TDWG working group: Structure of Descriptive Data (SDD)
This is a fragment that was removed from the Special state/Missing data indicator document starting with version 2.0 of that document. The references of default state in that document are relevant, however they are confusing because the decision about implied/etc. states need decisions on how to support an item hierarchy.
DELTA defines an "implicit values" directive like: "*IMPLICIT VALUES 9,2 10,1 16,2 20,2 32,1 65,2 67,3 71-72,2 75,2". The states are defined globally for an entire DELTA file/Character definition. The directive serves two purposes:
A major problem that occurs with this is that the assumption of what is considered implicit depends on the taxonomic group. The DELTA approach to globally define default states for the entire project works well in small projects, but tends to fail in projects encompassing a wider taxonomic diversity.
For various purposes, but especially for the purpose of managing the special "scope-out" state, the SDD standard provides an attribute "CharacterDefaultState" for character definitions. This default is applied to each character if a new description is created, or to all descriptions if a new character definition is created.
Gregor NEW: do we really need this? I almost believe we don't! It would be much more useful to have the default setting in the item tree and inherit certain values downward.

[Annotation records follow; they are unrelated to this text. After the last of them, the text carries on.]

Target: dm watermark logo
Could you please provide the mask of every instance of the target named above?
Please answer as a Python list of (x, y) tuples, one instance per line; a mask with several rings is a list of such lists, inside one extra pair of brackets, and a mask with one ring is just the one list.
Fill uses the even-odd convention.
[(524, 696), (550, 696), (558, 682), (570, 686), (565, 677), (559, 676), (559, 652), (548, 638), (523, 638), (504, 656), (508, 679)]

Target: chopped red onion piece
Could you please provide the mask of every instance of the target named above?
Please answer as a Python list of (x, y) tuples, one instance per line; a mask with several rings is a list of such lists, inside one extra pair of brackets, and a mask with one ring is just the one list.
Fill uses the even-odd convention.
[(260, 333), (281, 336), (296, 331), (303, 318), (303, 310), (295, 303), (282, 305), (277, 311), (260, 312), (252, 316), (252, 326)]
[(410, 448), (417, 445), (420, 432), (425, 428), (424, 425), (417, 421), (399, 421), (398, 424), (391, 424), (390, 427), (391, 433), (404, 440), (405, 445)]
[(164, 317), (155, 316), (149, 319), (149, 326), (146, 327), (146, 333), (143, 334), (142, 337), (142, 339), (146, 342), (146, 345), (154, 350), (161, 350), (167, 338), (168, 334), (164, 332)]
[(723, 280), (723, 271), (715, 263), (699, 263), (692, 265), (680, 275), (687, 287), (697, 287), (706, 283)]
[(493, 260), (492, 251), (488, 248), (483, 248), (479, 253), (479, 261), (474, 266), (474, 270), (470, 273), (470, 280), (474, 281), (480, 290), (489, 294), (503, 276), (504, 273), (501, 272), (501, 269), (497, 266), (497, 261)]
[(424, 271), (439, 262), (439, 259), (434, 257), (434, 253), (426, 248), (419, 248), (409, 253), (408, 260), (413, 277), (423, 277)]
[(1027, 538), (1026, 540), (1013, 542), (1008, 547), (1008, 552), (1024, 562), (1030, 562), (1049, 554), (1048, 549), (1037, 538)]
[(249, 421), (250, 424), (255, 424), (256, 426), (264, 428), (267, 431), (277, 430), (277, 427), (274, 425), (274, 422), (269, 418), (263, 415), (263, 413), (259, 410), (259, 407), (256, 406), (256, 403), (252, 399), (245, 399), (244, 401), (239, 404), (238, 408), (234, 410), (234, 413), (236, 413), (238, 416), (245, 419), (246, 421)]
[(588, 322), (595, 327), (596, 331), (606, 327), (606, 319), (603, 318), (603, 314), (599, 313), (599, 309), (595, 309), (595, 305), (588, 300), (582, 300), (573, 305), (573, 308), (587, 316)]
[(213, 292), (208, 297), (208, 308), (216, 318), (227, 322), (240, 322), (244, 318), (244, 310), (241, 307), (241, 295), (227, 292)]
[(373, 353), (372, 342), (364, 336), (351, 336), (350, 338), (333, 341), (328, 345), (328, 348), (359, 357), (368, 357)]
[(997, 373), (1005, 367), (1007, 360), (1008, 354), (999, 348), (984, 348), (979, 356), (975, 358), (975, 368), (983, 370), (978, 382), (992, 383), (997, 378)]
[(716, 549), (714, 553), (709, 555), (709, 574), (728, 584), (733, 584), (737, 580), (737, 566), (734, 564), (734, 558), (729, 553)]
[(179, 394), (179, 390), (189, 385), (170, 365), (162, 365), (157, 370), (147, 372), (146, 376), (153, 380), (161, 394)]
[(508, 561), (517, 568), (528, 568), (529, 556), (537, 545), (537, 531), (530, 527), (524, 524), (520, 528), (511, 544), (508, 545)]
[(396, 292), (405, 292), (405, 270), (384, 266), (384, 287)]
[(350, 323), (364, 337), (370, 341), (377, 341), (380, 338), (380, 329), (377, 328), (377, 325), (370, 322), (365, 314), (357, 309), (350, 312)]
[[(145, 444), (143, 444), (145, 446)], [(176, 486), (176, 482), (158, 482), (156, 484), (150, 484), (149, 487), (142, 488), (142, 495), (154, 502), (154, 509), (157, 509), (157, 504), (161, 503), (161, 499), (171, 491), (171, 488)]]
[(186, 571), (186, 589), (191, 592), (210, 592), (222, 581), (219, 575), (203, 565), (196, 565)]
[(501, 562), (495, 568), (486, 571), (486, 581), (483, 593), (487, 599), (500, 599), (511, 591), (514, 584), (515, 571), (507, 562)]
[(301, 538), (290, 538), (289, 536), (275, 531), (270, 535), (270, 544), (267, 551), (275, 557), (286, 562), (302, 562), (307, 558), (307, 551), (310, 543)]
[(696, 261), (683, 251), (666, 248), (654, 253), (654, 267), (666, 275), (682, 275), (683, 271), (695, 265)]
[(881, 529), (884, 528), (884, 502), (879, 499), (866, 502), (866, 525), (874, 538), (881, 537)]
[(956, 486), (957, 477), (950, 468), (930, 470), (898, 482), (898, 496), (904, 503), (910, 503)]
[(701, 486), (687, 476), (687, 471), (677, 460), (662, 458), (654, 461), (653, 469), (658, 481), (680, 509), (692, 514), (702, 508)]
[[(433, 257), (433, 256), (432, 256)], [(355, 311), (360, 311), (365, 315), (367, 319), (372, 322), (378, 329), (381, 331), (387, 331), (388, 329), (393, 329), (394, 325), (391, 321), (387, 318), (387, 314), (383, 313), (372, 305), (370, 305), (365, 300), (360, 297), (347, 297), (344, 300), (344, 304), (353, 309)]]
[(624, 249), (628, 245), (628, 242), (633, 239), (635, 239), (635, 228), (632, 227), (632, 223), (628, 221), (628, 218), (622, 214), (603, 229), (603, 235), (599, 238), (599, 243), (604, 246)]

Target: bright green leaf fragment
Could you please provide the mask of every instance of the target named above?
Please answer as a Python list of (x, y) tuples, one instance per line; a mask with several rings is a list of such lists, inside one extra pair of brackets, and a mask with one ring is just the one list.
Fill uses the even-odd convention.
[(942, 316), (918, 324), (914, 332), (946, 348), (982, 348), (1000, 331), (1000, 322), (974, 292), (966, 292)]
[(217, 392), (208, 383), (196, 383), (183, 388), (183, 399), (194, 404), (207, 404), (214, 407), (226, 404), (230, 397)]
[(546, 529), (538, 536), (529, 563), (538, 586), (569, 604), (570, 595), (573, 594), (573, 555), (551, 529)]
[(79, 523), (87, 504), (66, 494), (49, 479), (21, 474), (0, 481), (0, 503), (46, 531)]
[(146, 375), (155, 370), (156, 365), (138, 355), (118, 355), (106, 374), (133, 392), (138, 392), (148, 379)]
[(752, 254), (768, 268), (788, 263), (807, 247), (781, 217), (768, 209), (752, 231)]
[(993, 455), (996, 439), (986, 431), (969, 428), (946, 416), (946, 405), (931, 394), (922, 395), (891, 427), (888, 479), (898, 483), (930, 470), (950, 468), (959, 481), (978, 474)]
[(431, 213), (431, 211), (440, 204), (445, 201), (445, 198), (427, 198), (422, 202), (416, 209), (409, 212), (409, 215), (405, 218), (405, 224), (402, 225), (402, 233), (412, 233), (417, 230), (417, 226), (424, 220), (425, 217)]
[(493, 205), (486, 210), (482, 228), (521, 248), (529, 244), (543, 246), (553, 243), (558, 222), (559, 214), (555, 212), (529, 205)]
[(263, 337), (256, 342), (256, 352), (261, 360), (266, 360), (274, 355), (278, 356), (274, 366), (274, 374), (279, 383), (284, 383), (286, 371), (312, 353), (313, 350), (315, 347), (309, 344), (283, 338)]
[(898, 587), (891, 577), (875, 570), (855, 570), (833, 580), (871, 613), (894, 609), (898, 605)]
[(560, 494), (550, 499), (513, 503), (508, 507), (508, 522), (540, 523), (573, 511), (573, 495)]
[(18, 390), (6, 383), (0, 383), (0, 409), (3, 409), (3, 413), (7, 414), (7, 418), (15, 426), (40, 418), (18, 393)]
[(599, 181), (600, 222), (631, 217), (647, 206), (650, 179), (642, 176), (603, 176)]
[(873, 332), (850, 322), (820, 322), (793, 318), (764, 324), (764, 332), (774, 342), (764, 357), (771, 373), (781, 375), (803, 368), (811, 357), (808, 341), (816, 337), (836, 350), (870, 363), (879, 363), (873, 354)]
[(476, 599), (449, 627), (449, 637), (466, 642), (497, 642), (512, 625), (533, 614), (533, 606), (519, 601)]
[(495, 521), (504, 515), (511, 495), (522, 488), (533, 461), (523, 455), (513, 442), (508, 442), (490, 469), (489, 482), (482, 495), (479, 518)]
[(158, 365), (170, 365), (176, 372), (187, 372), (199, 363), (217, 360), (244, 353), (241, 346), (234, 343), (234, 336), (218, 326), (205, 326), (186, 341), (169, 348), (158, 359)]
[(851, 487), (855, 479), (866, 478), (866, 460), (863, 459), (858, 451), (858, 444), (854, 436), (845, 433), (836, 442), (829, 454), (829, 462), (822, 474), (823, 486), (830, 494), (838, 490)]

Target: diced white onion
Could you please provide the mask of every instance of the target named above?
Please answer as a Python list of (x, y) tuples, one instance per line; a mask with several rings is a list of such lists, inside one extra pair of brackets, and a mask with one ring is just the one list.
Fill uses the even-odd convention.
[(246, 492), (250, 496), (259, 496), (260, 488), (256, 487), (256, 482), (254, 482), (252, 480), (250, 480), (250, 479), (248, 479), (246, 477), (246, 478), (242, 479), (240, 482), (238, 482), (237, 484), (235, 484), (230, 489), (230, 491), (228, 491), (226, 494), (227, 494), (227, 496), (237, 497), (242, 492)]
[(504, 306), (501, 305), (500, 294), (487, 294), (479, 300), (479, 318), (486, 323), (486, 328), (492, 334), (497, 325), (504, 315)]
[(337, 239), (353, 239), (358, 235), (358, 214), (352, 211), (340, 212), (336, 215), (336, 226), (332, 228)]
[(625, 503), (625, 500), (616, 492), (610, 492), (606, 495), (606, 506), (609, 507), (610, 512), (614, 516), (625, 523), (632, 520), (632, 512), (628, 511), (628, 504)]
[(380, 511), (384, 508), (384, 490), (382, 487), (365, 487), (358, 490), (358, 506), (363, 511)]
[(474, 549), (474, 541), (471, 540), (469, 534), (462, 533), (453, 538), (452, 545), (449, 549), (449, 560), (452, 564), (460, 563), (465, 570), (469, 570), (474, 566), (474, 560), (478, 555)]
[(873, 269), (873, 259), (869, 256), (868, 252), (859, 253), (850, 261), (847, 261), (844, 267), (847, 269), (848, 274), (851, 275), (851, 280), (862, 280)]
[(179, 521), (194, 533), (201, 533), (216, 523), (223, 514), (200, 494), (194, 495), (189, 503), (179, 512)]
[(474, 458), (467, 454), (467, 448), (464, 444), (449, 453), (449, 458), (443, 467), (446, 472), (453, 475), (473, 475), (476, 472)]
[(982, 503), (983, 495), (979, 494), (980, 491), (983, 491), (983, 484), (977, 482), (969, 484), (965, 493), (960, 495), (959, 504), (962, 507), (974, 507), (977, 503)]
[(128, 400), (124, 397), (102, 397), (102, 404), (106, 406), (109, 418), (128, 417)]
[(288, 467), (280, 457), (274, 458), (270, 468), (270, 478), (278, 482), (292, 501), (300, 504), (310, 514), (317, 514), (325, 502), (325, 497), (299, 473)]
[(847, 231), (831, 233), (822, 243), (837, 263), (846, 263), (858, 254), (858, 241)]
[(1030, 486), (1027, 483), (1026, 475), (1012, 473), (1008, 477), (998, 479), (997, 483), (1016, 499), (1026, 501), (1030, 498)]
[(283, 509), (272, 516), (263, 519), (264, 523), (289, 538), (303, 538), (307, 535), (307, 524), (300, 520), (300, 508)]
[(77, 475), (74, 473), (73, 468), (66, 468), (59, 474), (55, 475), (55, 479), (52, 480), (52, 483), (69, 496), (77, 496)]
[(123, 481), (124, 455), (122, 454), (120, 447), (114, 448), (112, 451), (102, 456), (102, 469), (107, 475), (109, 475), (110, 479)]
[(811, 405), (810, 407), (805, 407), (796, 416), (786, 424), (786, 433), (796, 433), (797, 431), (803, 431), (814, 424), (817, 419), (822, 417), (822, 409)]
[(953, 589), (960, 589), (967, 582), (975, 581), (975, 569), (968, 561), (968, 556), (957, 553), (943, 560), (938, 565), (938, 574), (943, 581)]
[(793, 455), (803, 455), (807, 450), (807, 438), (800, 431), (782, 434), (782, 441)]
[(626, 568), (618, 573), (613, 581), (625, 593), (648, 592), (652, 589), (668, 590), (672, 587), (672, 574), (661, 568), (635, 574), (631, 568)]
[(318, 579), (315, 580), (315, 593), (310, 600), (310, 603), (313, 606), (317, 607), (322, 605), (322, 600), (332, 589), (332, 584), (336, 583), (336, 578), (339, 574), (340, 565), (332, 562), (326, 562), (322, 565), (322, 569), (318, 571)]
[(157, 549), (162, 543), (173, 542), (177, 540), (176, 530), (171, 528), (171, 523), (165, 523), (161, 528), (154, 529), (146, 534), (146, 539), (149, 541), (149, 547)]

Disadvantage: this is never global, i.e. the designer of a terminology has no influence of this.
The "CharacterDefaultState" can be set by the designer of the terminology to either a missing data indicator (missing values, scoped-in or out) or to a normal state. By default (if the designer makes no other decisions), the value of "CharacterDefaultState" is "not yet scored". [@ Schema may enforce this, needs checking in next review @] The default could also be a normal state, which is especially useful in the case of "pseudo-characters" or "management-characters" (Example of a "management character": Taxon is: 1. ready for release; 2. adequately revised but not yet to be released; 3. inadequately revised).
The mechanism proposed here is related to the DELTA "implicit states". However, it can only be defined for a single state per character. (Note that this is an arbitrary limitation in an attempt to simplify the design and ease the burden of implementers It could be relaxed if sufficient arguments or data challenges to do it are brought forward!)
The proposal goes beyond DELTA, however, in that it is planned to:
The DELTA "implicit states" directive is a global directive. It is very useful to improve data entry efficiency in small projects, but quickly become useless in larger projects, since few default assumptions hold over a larger group of taxa. Furthermore, it is not explicitly defined to operate on missing data indicators (although this may be possible in some DELTA-compatible applications).
Note that the mechanism to define taxonomic groups has not yet been decided on. This is a major hurdle in the SDD process! On the one side we agree that taxonomic hierarchy, synonymy and nomenclatural data are best handled by a different linked data area, on the other side we need hierarchy information for operations within descriptive data. This also applies to the problem where descriptive data should be inherited from above or below. We probably need an internal, coarse and operational hierarchy of taxa that are described. However, ideally the mechanism should be smart enough to detect the necessary changes if, e. g. the name of a description is changed (which can happen automatically if a descriptive data application retrieves updated specimen identifications from a collection data provider).
Conclusion: The mechanism to bind default states to a taxonomic hierarchy can not yet be defined. Default states should probably inherited down the taxonomic tree similar to normal states inherited from higher taxa ("inferred from above"). This would allow to define and redefine the default states in the terminology for each character on a different level. Perhaps a special type of description abstract objects should be introduced, objects which are structurally identical to normal descriptions, but are part of the terminology and are used to define default (= implicit) states. A discussion about taxonomic hierarchies should be a priority at one of the following meetings.
(This was not yet discussed in Brazil)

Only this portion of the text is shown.